Jeanette Townsend said:


> I think men are intimidated by it because it's percieved to be more feminine, even though there are male dancers, many composers are male, and it doesn't matter how "feminine" or "masculine" something is. People shouldn't allow superficial things like that stop them from enjoying something. But dancing in general is percieved to be more feminine. Which, by the way, I'm a teenaged girl and I hate dancing (general styles), and I know several men who love dancing (general styles). It depends a lot on individual personalities, as well as how they're raised. I wasn't raised to really care about gender stereotypes, but others have been. So if a guy was raised to believe that attending ballet would damage his macho ego, he probably wouldn't want to go to one for that reason. Again, it's foolish to me. There are no biological behavioral differences between genders. Yet people still feel the need to separate them.


"There are no biological behavioral differences between genders."

Why do you think so? Is this a conclusion you arrived at on your own or is it something you were taught?

As for dance being perceived to be feminine, maybe this is true for ballet, but not for all types of dance, and not everywhere in the world. Is break dancing considered feminine?


----------



## Marsilius

Jeanette Townsend said:


> ...I wasn't raised to really care about gender stereotypes, but others have been. So if a guy was raised to believe that attending ballet would damage his macho ego, he probably wouldn't want to go to one for that reason...

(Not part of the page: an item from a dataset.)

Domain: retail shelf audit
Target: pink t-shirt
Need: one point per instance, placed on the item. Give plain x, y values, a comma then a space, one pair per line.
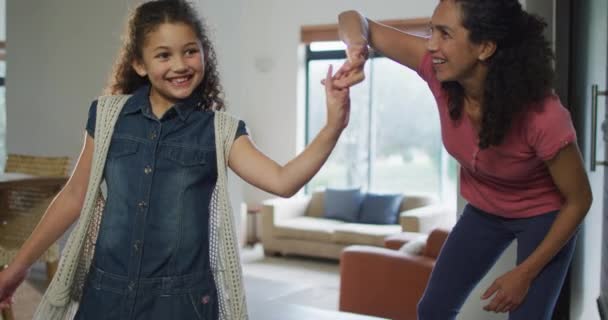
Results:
510, 180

I wonder how and when such a crude and misconceived perception (that ballet is "feminine" and therefore any man involved in or enjoying it must somehow be "effeminate") developed. After all, in the nineteenth century ballet-going was one of the best-known recreations of rampantly heterosexual men-about-town on the lookout for the prettiest girls in the _corps de ballet_, as was well documented at the Paris Opera and at the leading Russian theatres (Tsar Nicholas II's mistress was a ballerina). Men in those audiences were certainly not automatically considered effeminate.


----------



## Open Book

Marsilius said:


> I wonder how and when such a crude and misconceived perception (that ballet is "feminine" and therefore any man involved in or enjoying it must somehow be "effeminate") developed. After all, in the nineteenth century ballet-going was one of the best-known recreations of rampantly heterosexual men-about-town on the lookout for the prettiest girls in the _corps de ballet_, as was well documented at the Paris Opera and at the leading Russian theatres (Tsar Nicholas II's mistress was a ballerina). Men in those audiences were certainly not automatically considered effeminate.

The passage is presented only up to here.